Archive for July, 2000
rafting at night
Mistake number one.
I picked up Joshua last night and he and I and Ryan went downtown for the opening ceremonies of ARTOWN, Reno’s annual month-long art festival. Despite getting there early it was crowded already, and finding a good place to lay out the blanket on the slope was proving impossible. We ended up back quite a way, out by the river bridge. It was a nice spot, but it was too hard to see, so we eventually gave up and I took Ryan home and put him to bed. Joshua and I mulled over whether we wanted to see a movie or go rafting. Why rafting was an option at that hour is still a mystery, but rafting won despite the cool air and building wind.
We shoved the three-man raft, the oars and the air pump in the back of the jeep, left all our valuables at home and drive over to the lake. Aside from a few loners dotted along various points on the shoreline, fishing, we had the lake mostly to ourselves.
We inflated the raft and threw our shoes in the back of the jeep and locked it up, and carried the raft to the boat launch on the northwest edge of the lake. The water was nice, a little cooler than usual, but at least not cold and we put the raft in. I jumped in and then Joshua, who, I’ll note, had never been rafting a day in his life, attempted to get in. It didn’t go well.
He couldn’t get his balance and ended up falling out, filling the raft with an inch of water and nearly dumping me out over the side. I, laughing, got out and had him get in first. He did and then I did and then we were fine.
It was dark, but the beach area was well lit and at the time visibility was good. I took the oars and we planned to hug the shoreline so that, just in case something should happen, we wouldn’t have too far to swim. And it was a nice float. The stars were out, the breeze was light. The water was calm but moving in the direction we had aimed ourselves for, making things easier, and us more complacent about what we were doing.
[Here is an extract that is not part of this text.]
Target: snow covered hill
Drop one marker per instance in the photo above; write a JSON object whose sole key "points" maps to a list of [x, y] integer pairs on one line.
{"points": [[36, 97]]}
I rowed for awhile, by then only about 50 feet offshore. We wove in and out of the coves and inlets and then Joshua decided to try his hand at rowing, too, so I leaned my head back on the raft and watched the sky move, relaxed with the undulation of the raft on the water, choppier now, until he was tired of rowing and I took over again.
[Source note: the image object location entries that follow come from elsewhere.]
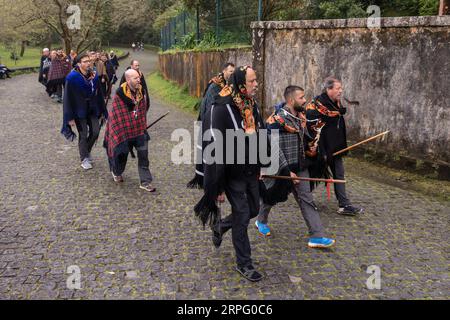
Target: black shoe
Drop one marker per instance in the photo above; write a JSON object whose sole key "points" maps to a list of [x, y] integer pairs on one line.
{"points": [[350, 210], [216, 236], [249, 273]]}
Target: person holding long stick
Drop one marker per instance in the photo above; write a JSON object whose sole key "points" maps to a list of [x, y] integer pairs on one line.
{"points": [[291, 145], [325, 115]]}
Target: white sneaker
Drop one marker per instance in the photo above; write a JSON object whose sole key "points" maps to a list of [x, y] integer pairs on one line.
{"points": [[85, 164]]}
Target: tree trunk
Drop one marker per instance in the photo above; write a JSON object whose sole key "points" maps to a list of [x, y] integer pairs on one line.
{"points": [[22, 48]]}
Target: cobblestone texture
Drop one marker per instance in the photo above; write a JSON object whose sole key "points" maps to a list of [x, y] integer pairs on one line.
{"points": [[130, 244]]}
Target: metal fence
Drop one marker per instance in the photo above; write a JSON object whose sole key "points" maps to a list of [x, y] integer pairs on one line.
{"points": [[227, 22]]}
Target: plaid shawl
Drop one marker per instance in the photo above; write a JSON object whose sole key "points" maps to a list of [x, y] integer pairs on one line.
{"points": [[127, 120]]}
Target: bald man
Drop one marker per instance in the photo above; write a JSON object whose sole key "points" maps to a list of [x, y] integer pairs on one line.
{"points": [[126, 129]]}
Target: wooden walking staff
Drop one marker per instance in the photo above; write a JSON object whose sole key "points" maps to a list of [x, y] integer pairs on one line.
{"points": [[361, 142], [328, 182]]}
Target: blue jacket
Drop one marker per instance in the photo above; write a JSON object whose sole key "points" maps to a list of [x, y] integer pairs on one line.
{"points": [[82, 98]]}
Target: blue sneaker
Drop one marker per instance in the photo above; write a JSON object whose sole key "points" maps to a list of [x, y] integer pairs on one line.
{"points": [[320, 242], [263, 228]]}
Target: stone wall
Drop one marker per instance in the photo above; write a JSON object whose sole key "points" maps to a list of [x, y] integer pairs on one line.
{"points": [[195, 69], [397, 75]]}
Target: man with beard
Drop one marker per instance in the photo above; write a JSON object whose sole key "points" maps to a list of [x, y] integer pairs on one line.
{"points": [[233, 123], [135, 66], [126, 129], [215, 85], [83, 107], [327, 113], [292, 145]]}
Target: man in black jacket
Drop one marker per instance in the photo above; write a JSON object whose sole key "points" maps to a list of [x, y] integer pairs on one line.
{"points": [[327, 110], [232, 165]]}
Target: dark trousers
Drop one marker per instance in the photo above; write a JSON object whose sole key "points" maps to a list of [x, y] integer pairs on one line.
{"points": [[88, 131], [243, 195], [337, 168], [143, 164]]}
By the time we were about halfway around the circumference of the lake, it was about 10 o’clock. The few fishermen that had been along the shoreline earlier were packing up and starting to leave, and the cool, night wind was picking up. I noticed we had been drifting closer to the shoreline, and I didn’t want to beach the raft and tear it, so we made a hefty rowing effort to push ourselves further out toward the middle of the lake.
Twenty minutes or so went by and I noticed how fast the wind, now cold, was pushing us toward the sharp rocks on the eastern edge. This definitely wasn’t a heavy-duty raft and wouldn’t survive a tangle with them, and it was a very long walk around in bare feet if we should find ourselves stranged, so I nudged Joshua to look behind him and we both grabbed an oar.
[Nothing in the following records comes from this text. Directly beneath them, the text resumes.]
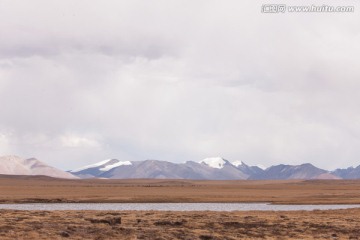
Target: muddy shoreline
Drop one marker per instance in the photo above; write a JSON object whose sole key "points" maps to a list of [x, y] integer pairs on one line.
{"points": [[330, 224]]}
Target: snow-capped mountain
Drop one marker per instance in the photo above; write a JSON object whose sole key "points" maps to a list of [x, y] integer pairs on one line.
{"points": [[303, 171], [210, 168], [95, 170], [214, 162], [213, 168], [14, 165]]}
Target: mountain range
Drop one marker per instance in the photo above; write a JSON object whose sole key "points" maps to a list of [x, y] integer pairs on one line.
{"points": [[215, 168], [14, 165], [210, 168]]}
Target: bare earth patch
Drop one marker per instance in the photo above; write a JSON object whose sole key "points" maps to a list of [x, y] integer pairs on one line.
{"points": [[333, 224]]}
I hadn’t yet realized how difficult it would be to keep ourselves away from those rocks. The wind was blowing hard, now, and we were in shorts and t-shirts being pummeled by waves as they rocking us back and forth, making rowing with enough synchronicity to move us against that wind even harder.
But we pointed ourselves away from the rocks and in the direction of the beach where we had started out. We could barely see the lights defining the shoreline this far out, and aiming for that stretch of beach meant crossing the middle of the deepest and darkest part of the lake.
By now we’re shivering. It was tempting to curl up in the bottom of the boat to get warm, but we knew if we weren’t rowing now as hard as we could that we’d be in trouble, and there was nobody around to notice.
So we worked our oars, one after the other as hard as we could to the northwest against a wind blowing due east. We alternated between making progress forward and getting tossed backward again. This went on for about an hour, while the waves got rougher and water starting to come into the raft. My bare feet, I can’t believe I lacked so much foresight, are nearly frozen.
By then Joshua had started getting nervous, and frankly, so was I. We were sure we’d run out of steam before the wind did. But we kept on.
Finally we reached a spot farther away from the rocks than we’d been able to get up to that point, and, motivating by that, we pushed ourselves even harder. Shortly after, our luck turned around, finally, and the wind died down enough to enable us to gain some distance away from the rocks and toward the beach. I remember wondering what time it was and if my family was worried that we hadn’t come back yet.
We finally reached shore about midnight, nearly three full hours after we’d started out, and collapsed on the beach without a word. I vaguely remember a little while later getting up and quietly pulling the raft toward the Jeep, still inflated, and shoving it into the back, not caring about holes, and slammed the door.